National Traffic & Transport Conference Abstracts 2021
The potential of government subsidised, CAVs-provided MAAS
This presentation was delivered at the 2021 Online Conference Series and until October 2022 is only available to registered delegates and Content Access Pass holders via Interchange. For information on accessing this and other presentations please review the Content Access Pass options.
Australian governments spend around $27 billion (bn) a year to provide public transport, community transport, etc.
Farebox recovery is around $9 billion, or one-third, so the next expenditure on transport services is around $18 bn.
There are currently around 15 bn urban person trips made in Australia each year (with say around 15% are on public transport).
CAVs are forecast to reduce the cost of car travel to around 35% to 50% of the current per km cost (which has remained almost unchanged for nearly a century) (noting that this transformation may take another two decades to achieve, depending on how quickly CAVs and MaaS are brought to market by the private sector, which has already invested around $16 bn in CAVs research and development).

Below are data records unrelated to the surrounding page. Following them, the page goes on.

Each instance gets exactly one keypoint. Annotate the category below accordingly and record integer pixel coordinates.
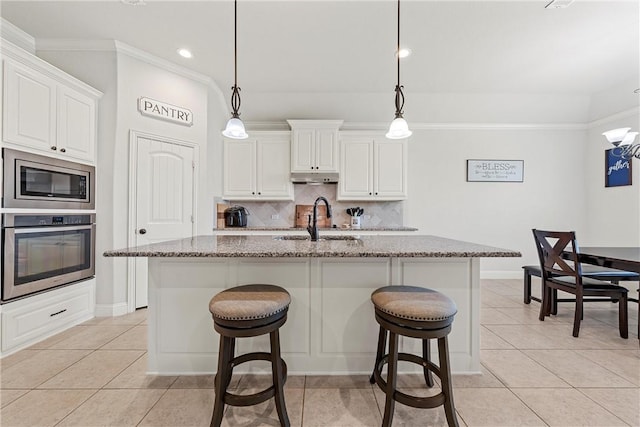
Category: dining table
(621, 258)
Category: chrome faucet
(312, 227)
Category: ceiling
(465, 47)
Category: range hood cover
(314, 178)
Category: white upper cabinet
(45, 110)
(258, 168)
(372, 168)
(76, 124)
(240, 168)
(29, 106)
(314, 145)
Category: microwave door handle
(31, 230)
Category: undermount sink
(303, 238)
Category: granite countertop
(282, 228)
(270, 247)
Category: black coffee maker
(235, 216)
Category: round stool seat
(249, 302)
(414, 303)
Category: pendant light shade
(399, 127)
(235, 127)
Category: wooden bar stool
(421, 313)
(249, 311)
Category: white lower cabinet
(372, 168)
(32, 319)
(258, 168)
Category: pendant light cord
(235, 90)
(235, 42)
(399, 87)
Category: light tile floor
(534, 373)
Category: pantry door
(163, 173)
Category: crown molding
(162, 63)
(15, 35)
(632, 112)
(122, 48)
(54, 45)
(368, 126)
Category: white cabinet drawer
(32, 319)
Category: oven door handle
(31, 230)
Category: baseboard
(111, 310)
(501, 274)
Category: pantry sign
(162, 110)
(495, 170)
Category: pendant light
(399, 128)
(235, 127)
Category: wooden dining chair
(561, 270)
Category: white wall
(124, 78)
(563, 162)
(613, 214)
(501, 214)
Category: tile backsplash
(262, 214)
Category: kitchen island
(331, 327)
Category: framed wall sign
(617, 169)
(162, 110)
(495, 170)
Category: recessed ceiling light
(185, 53)
(134, 2)
(558, 4)
(404, 52)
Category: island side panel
(330, 326)
(458, 278)
(345, 331)
(180, 331)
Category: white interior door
(164, 198)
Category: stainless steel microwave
(33, 181)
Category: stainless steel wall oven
(42, 251)
(33, 181)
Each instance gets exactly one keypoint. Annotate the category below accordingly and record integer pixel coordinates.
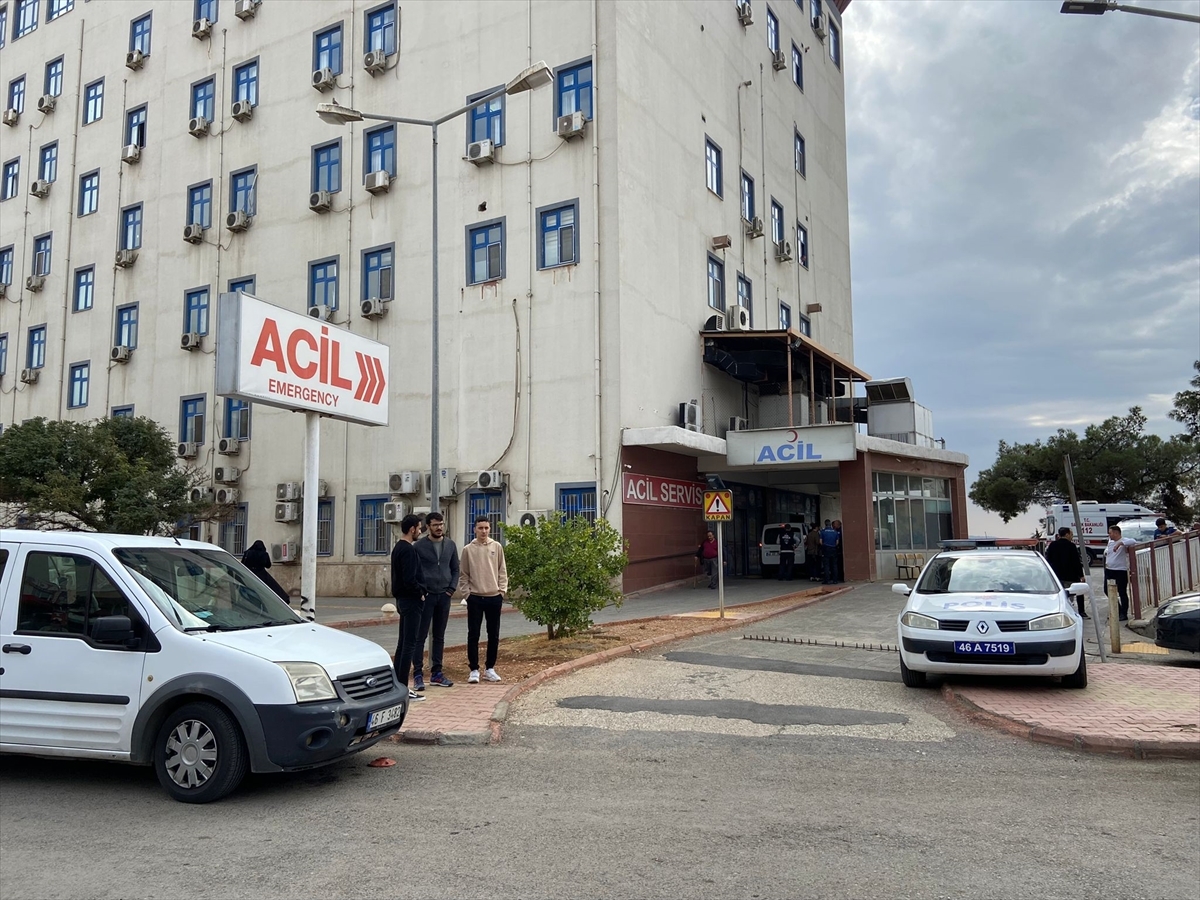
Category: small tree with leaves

This suggests that the government is currently spending enough on transport services to "purchase" up to 40% of trips from CAVs MaaS providers (eg Uber, Waymo, iCar, Zoox, etc), depending on how much of the farebox is forgiven (ie the government's "trips" could be a under a sliding co-payment arrangement rather than a universal full subsidy).
This could give governments significant opportunity to provide equitable travel in Australia's major cities, if the appropriate policy and supporting regulatory framework is developed over the next decade (so that when CAVs MaaS arrives, it has to fit into pre-existing rules, rather than playing catch-up as governments are currently doing with social media on issues such as privacy, fee for content, etc).
Alex Iljin | Consultant
Alex Iljin helps governments and private sector operators/investors to plan and deliver major transport infrastructure projects and services, drawing on more than three decades of experience in transport planning, traffic engineering and project management.
Alex also applies his expertise to imagining what the urban and transport future might look like and how to best prepare for it.